Restaurant manager to pay back $17,000
A former restaurant manager of Speights Alehouse in Bealey Avenue has been sentenced for causing the business a loss of nearly $17,000 by manipulating points onto customers’ loyalty cards.
Paul Thomas Foster, 38, fiddled the system over three years, and admitted four charges of causing a loss by deception.
Defence counsel Andrew McKenzie said Foster was remorseful and regretted the offending, and had $4000 in cash to pay towards reparation. He was prepared to pay the rest back at $100 a week.
He had a gambling addiction, Mr McKenzie said, but had reliable employment and could pay the reparation.
In the Christchurch District Court, Judge Alistair Garland said over three years Foster manipulated the point system of the loyalty cards by loading and redeeming points from the card holders.

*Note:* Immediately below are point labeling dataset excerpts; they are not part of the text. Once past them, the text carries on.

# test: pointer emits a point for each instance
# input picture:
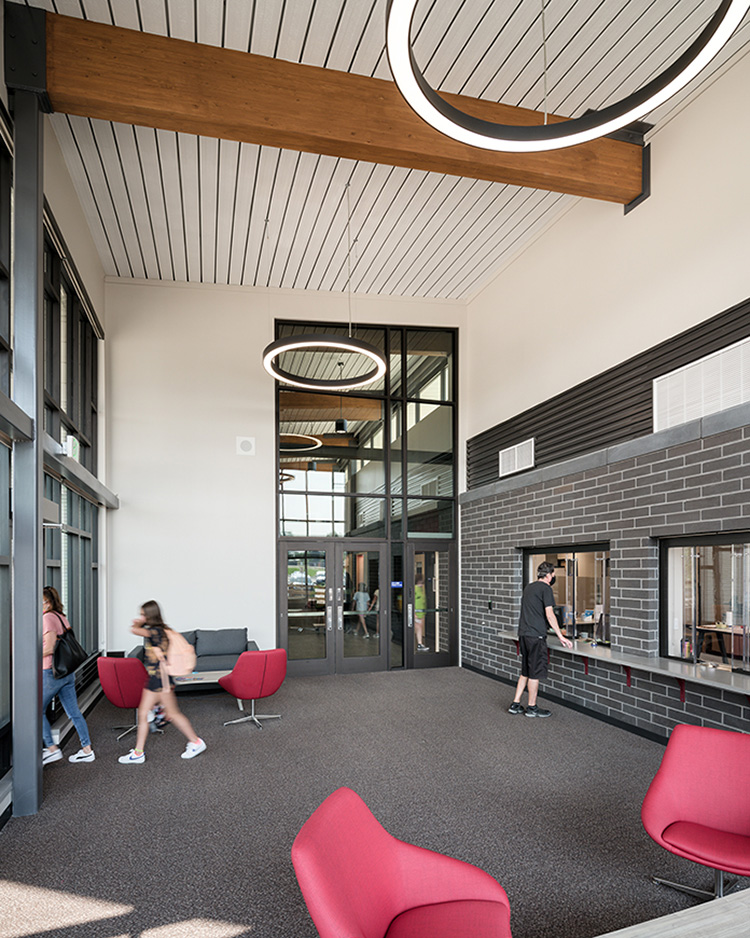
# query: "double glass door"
(332, 608)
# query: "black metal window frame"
(70, 361)
(665, 544)
(403, 400)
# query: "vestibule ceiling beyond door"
(172, 206)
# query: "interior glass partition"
(706, 601)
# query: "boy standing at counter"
(537, 614)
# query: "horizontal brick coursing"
(698, 487)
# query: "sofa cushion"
(220, 642)
(215, 662)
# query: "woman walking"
(54, 624)
(159, 687)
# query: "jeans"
(65, 689)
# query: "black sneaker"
(537, 712)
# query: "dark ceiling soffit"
(646, 177)
(26, 51)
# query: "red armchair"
(359, 881)
(123, 680)
(698, 804)
(257, 674)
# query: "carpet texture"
(173, 847)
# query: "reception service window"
(705, 601)
(581, 588)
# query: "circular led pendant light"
(538, 137)
(369, 354)
(298, 442)
(317, 340)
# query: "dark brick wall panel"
(701, 486)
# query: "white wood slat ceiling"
(172, 206)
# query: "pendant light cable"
(349, 254)
(544, 55)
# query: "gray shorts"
(534, 657)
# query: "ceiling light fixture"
(298, 442)
(310, 342)
(460, 126)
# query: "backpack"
(180, 657)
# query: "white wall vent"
(713, 383)
(518, 457)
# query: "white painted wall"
(197, 525)
(600, 286)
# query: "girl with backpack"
(64, 688)
(159, 687)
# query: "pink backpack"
(180, 657)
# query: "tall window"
(5, 455)
(70, 361)
(705, 601)
(377, 461)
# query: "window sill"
(665, 667)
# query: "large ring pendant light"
(553, 136)
(309, 342)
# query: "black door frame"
(335, 662)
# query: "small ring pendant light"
(535, 138)
(316, 341)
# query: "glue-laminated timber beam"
(122, 75)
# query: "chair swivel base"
(720, 887)
(253, 717)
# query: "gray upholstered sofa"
(215, 649)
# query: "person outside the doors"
(159, 687)
(54, 624)
(361, 602)
(420, 605)
(537, 615)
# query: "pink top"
(51, 623)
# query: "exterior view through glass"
(363, 475)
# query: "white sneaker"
(132, 759)
(82, 756)
(193, 749)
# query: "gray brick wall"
(693, 479)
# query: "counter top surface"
(669, 667)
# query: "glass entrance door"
(333, 607)
(431, 633)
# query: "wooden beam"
(106, 72)
(302, 405)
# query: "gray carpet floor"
(172, 848)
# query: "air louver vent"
(518, 457)
(716, 382)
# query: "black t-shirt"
(533, 619)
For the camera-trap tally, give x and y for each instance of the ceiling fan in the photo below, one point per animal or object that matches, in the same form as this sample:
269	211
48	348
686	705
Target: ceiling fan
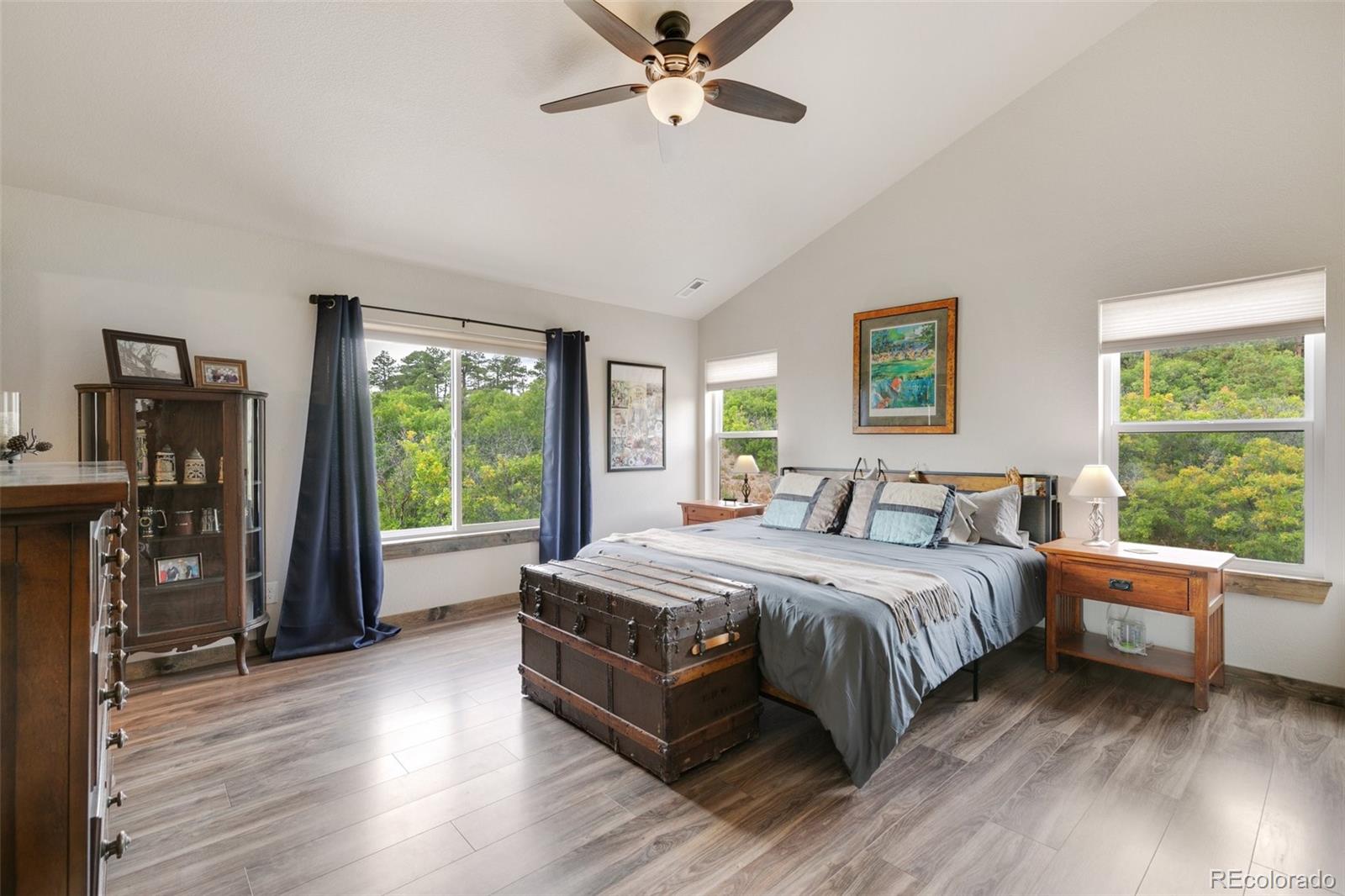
676	66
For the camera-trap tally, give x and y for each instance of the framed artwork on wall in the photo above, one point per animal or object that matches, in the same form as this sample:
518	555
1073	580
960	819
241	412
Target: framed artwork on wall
905	369
636	405
141	360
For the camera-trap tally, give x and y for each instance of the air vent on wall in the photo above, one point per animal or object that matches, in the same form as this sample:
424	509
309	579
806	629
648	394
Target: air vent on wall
692	288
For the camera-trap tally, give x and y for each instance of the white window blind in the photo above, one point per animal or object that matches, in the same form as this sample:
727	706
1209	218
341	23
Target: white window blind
741	370
1284	304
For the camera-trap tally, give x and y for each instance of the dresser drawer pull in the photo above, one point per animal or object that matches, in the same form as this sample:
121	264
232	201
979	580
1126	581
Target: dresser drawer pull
116	848
114	696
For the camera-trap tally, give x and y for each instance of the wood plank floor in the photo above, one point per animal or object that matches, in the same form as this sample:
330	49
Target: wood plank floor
416	767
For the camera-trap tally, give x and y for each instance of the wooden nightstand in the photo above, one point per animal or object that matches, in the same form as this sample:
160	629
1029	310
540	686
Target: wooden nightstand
696	512
1170	580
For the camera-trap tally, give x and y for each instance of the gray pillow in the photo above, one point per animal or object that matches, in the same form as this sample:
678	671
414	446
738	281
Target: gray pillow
807	503
961	532
995	517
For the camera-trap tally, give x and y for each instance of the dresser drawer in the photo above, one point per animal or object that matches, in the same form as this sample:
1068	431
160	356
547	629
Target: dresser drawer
1123	586
705	514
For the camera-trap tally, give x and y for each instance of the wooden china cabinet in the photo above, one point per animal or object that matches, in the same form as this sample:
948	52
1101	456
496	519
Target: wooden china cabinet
197	526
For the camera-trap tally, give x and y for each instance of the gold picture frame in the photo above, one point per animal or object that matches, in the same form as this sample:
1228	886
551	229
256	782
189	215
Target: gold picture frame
221	373
905	369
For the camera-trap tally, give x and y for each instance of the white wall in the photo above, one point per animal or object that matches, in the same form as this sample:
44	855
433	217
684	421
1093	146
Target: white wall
71	268
1197	143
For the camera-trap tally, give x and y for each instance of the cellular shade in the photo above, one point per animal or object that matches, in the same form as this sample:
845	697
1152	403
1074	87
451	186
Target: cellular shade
741	370
1288	304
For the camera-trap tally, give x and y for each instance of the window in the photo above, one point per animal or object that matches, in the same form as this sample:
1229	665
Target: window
457	434
1212	408
741	410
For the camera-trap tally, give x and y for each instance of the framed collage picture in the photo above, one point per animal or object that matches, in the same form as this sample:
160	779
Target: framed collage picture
636	427
905	369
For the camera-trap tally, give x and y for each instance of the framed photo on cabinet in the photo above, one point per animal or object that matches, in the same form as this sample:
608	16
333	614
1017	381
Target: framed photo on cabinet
636	425
905	369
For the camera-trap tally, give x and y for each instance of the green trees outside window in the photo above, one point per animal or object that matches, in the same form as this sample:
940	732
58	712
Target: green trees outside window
502	414
1231	490
750	409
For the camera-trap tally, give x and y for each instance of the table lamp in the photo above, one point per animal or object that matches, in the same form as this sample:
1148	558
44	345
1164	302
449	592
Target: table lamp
746	465
1096	483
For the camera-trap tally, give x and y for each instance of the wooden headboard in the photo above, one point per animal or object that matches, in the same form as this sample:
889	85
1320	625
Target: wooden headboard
1040	514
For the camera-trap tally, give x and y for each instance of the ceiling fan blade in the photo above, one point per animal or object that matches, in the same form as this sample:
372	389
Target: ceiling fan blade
596	98
736	96
615	30
726	40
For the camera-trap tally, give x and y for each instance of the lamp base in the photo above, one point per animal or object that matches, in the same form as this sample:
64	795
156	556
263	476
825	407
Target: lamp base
1096	521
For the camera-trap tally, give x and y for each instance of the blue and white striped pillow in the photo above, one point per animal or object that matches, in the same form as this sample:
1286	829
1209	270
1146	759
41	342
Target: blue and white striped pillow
910	513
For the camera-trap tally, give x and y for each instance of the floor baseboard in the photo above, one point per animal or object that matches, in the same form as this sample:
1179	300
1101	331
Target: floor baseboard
410	623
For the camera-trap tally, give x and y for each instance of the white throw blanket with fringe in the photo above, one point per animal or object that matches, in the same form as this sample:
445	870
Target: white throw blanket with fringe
915	596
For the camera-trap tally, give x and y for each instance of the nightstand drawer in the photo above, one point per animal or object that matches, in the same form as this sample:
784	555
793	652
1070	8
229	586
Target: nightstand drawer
1125	586
705	514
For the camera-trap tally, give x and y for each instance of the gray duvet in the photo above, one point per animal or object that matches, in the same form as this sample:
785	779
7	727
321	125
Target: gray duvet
841	653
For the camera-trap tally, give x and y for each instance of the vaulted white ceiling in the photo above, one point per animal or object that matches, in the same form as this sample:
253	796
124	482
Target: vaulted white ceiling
412	131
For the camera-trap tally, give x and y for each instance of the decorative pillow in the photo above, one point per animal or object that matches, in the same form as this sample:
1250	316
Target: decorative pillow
903	513
995	517
961	532
807	503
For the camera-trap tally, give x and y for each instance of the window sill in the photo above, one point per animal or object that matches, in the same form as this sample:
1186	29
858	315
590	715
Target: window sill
1306	591
456	541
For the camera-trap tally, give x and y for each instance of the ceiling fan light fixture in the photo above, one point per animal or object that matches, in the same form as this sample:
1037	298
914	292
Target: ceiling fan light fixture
676	101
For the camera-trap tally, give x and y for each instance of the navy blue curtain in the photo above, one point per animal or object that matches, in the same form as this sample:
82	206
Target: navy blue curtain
567	492
335	582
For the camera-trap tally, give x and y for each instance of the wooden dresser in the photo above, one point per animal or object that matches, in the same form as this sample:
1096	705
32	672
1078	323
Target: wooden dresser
694	512
61	559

He said Foster’s probation report said he was a medium risk of re-offending, and had a gambling problem, but was a good, reliable worker at his current employment.
The victim impact report said the company had to spend countless hours, and money, using the police and private investigators to catch Foster.
The dishonesty left a stain on the business and the manager’s capacity to trust staff in the future, it said.
Judge Garland sentenced Foster to six months’ community detention with an 8pm to 6am curfew, 200 hours’ community work, and 12 months’ supervision.
He ordered that the reparation of $16,952 be paid.